L’informatique quantique génère aujourd’hui environ 1 milliard de {dollars} de revenus et dispose d’un « marché potentiel complete » pouvant atteindre 198 milliards de {dollars} d’ici 2040, selon l’analyste Kevin Garrigan et ses collègues de Jefferies.
Garrigan et son équipe ont commencé à couvrir l’industrie quantique en évaluant trois sociétés : D-Wave Quantum (acheter), IonQ (acheter) et Rigetti Computing (conserver).
Les trois sociétés sont points de laboratoires de recherche universitaires américains il y a plus de 10 ans, mais sur le plan financier, elles ressemblent toujours à des startups bien financées. D-Wave et IonQ sont tous deux en croissance mais non rentables. Le premier chiffre d’affaires déclaré au troisième trimestre a augmenté de 100 % à 3,7 hundreds of thousands de {dollars}, mais avec une perte nette de 140 hundreds of thousands de {dollars} ; ce dernier a publié un chiffre d’affaires de 39,9 hundreds of thousands de {dollars} au troisième trimestre, en hausse de 222 % sur une perte nette de 1,1 milliard de {dollars}. Rigetti a signalé une baisse de 18 % de son chiffre d’affaires au troisième trimestre, à 1,9 million de {dollars}, et une perte de 201 hundreds of thousands de {dollars}, mais a également divulgué de nouveaux contrats entrants d’une valeur de 11,5 hundreds of thousands de {dollars}.
Dans l’informatique « classique », les puces informatiques et les logiciels résolvent les problèmes en utilisant des « bits » qui représentent les informations sous la forme 1 ou 0, comme un interrupteur qui ne peut être allumé ou éteint.
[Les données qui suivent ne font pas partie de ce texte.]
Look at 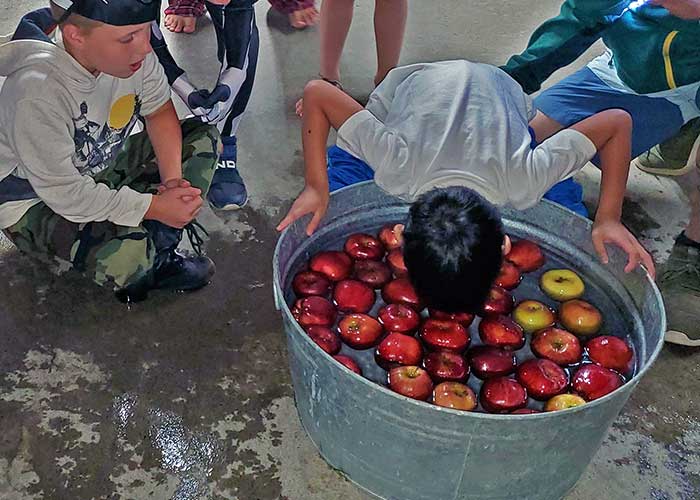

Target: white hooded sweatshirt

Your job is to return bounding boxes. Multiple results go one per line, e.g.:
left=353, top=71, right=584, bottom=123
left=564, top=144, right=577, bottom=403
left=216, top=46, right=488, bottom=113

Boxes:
left=0, top=9, right=170, bottom=228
Les ordinateurs quantiques, en revanche, utilisent les principes de l’incertitude quantique de la physique subatomique pour représenter les informations sous forme de « qubits » qui peuvent être 1, 0 ou les deux à la fois. Cette capacité à présenter des informations en « superposition » (en gros, en parallèle simultané) rend les ordinateurs quantiques potentiellement très puissants.
“Un ordinateur classique, c’est comme lire chaque livre de la bibliothèque un par un pour trouver une réponse. Un ordinateur quantique, c’est comme être succesful de lire tous les livres à la fois”, a écrit l’équipe de Jefferies dans une be aware aux shoppers consultée par Fortune. Un ordinateur quantique pleinement fonctionnel peut, en théorie, résoudre des problèmes complexes en 5 minutes que les ordinateurs classiques auraient besoin de 10 sept milliards d’années de traitement pour résoudre.
L’inconvénient est que la physique et l’ingénierie nécessaires à leur fonctionnement viennent tout juste de sortir du domaine théorique et de devenir réalité.
Néanmoins, « à mesure que le quantum passe du laboratoire aux pilotes appliqués, une industrie de composants spécialisés émerge pour les composants, tels que la cryogénie (réfrigérateurs à dilution), les lasers/optiques et l’électronique de contrôle, qui fournit de plus en plus de multiples piles matérielles », ont déclaré les analystes. Cette industrie est financée par les gouvernements et les grandes entreprises technologiques comme Google et IBM.
Jefferies a rassemblé trois estimations très différentes de la taille potentielle du marché quantique :
McKinsey prévoit que les revenus passeront de 4 milliards de {dollars} en 2024 à un potentiel de 198 milliards de {dollars} d’ici 2040. Boston Consulting Group : a estimé le « marché direct du matériel/logiciel/providers » à 170 milliards de {dollars} d’ici 2040. Et le groupe Yole a déclaré que le marché passerait de 954 hundreds of thousands de {dollars} en 2024 à 17,4 milliards de {dollars} d’ici 2035.
La massive fourchette des estimations reflète les promesses et les doutes qui entourent l’industrie. Si elles réussissent, ces entreprises pourraient générer des avancées fantastiques en matière de finance ou de biologie moléculaire, qui dépassent actuellement la puissance des puces informatiques normales. Mais comme l’indiquent les lourdes pertes enregistrées dans les bilans des trois sociétés, cette promesse reste largement non tenue sur le plan business.